Oggi leggevo il numero di Diario sull'ordine. Mi ha fatto pensare a che cosa significa per me ordine: per me si è sempre identificato con il proverbio che mi diceva sempre la mia nonna: ogni cosa al suo posto, ogni posto la sua cosa. I guai iniziano quando qualcuno pensa di sapere solo lui qual è il posto giusto delle cose e a imporlo agli altri. Contrariamente a quanto si pensi, l'ordine non è mica uguale per tutti, come non lo sono tutte le classificazioni e tutti i confini. E poi, io ci penso sempre, visti da molto vicino o da molto lontano i confini svaniscono, si dissolvono, perdono di significato. Eppure sono abituata a catalogare e classificare: dare un ordine ai fenomeni e saperli incasellare è sempre stato il mio lavoro e spesso significa dar loro un senso. Però, eh però, come si fa a sapere qual è il senso giusto, qual è la classificazione migliore, qual è l'ordine corretto? accidenti, pensavo di mettere ordine e ancora una volta il concetto mi sfugge tra le dita, diventa liquido, non riesco ad afferrarlo. L'ordine? che ordine? quale ordine? i confini delle categorie non sono netti e se sono mai esistiti appena ci si avvicina o allontana si nebulizzano, si polverizzano, si spostano di continuo, si allargano, si stringono a piacere.

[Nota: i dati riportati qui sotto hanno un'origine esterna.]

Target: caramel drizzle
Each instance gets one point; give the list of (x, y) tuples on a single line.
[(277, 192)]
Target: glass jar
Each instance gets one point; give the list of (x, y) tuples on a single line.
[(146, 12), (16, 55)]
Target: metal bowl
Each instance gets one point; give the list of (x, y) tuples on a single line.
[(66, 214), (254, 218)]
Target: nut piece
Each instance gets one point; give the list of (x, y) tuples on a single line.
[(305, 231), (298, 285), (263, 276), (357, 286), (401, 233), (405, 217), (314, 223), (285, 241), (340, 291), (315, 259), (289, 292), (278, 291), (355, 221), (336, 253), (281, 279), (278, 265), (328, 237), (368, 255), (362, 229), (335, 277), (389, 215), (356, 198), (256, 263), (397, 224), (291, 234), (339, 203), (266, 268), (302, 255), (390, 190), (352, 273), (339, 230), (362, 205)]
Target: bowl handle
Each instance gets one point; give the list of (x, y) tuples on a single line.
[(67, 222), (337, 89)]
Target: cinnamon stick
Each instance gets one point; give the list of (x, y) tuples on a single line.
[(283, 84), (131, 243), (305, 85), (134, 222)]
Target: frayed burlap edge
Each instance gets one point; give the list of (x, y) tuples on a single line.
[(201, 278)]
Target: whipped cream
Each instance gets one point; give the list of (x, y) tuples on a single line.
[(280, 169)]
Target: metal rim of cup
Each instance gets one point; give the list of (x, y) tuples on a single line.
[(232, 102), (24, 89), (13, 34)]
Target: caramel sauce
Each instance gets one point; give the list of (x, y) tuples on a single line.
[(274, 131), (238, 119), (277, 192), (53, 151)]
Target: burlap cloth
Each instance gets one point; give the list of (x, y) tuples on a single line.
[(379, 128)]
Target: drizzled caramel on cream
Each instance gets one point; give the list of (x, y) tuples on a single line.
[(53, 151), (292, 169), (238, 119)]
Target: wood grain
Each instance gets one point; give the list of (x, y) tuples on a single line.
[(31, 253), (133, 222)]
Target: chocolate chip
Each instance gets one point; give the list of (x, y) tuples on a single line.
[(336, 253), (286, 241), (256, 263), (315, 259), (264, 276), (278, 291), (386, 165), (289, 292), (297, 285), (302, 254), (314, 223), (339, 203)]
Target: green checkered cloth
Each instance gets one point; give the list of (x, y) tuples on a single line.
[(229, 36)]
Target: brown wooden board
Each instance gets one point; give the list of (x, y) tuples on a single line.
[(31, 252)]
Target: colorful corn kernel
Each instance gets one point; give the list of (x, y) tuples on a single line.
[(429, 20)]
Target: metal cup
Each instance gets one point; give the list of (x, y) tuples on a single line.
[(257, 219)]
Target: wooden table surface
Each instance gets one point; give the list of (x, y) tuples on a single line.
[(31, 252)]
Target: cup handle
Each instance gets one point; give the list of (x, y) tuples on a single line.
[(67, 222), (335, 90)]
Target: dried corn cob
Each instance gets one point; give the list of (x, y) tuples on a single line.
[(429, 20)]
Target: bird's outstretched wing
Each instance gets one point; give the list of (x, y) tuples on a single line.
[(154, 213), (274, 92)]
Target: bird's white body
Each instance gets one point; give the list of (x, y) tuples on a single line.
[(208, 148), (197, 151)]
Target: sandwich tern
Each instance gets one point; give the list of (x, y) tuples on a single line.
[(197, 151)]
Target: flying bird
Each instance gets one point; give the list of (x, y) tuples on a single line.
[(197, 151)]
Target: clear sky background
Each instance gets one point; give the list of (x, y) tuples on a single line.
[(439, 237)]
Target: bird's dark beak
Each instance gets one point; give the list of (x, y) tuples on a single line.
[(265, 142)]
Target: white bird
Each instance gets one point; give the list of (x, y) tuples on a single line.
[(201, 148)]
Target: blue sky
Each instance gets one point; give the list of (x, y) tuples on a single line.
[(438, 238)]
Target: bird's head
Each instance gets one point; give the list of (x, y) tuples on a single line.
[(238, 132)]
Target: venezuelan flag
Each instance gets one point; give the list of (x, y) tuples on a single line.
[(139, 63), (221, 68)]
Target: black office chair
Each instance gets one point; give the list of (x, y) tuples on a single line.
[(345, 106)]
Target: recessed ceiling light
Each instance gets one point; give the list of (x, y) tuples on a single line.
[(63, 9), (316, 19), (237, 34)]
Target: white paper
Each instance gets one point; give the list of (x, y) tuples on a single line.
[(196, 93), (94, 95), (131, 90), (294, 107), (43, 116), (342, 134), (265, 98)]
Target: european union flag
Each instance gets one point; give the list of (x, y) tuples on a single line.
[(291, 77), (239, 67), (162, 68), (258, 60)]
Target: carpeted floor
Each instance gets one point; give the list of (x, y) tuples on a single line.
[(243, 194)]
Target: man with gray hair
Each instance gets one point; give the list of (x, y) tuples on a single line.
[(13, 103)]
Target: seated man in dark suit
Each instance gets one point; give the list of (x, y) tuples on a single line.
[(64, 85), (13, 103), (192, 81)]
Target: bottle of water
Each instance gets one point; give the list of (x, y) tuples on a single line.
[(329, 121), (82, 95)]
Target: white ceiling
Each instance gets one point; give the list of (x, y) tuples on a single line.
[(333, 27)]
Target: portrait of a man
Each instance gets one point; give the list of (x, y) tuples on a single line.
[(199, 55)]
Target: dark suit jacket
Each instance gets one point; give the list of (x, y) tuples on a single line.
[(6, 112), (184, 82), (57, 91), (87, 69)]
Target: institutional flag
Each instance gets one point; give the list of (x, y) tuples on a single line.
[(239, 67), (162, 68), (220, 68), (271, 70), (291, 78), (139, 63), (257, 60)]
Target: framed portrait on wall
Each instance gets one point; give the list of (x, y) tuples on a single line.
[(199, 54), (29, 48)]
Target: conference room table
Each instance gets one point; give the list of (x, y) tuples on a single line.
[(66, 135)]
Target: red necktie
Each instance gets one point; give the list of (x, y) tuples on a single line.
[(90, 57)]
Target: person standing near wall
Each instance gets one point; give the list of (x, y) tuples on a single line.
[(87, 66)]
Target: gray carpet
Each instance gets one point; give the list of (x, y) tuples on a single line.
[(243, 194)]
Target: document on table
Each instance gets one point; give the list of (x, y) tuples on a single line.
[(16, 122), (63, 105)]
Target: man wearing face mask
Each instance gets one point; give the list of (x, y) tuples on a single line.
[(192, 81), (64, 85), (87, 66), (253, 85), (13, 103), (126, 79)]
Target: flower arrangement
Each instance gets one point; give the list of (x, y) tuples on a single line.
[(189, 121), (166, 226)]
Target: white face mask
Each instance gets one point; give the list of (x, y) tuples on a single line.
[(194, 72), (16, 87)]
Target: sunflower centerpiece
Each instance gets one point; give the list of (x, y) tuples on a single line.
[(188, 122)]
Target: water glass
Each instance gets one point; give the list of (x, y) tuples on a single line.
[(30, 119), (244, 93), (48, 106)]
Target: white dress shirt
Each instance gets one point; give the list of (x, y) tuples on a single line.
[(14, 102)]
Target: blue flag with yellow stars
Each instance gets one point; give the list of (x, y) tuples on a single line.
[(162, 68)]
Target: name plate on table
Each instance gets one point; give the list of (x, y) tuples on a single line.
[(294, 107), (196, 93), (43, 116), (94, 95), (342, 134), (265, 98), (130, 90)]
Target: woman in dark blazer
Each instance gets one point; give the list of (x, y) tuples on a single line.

Ho sempre avuto un rapporto problematico con l'ordine, le categorie e i confini. Nonostante in casa mia le magliette siano rigorosamente divise per colore, i libri per argomento e altezza e i cd siano in ordine alfabetico...
1 commenti:
Se è per quello ho sempre avuto un rapporto difficile anche con gli ordini, nel senso di frasi a cui bisogna obbedire. Io sono sempre stata la classica rompiscatole che se qualcuno ordina qualcosa, per prima cosa si chiede perchè bisogna seguirlo e per seconda se per caso non c'è un modo diverso di arrivare allo stesso scopo. Questo non mi impedisce di fare quello che altri vogliono, basta che chiedano e che non ordinino.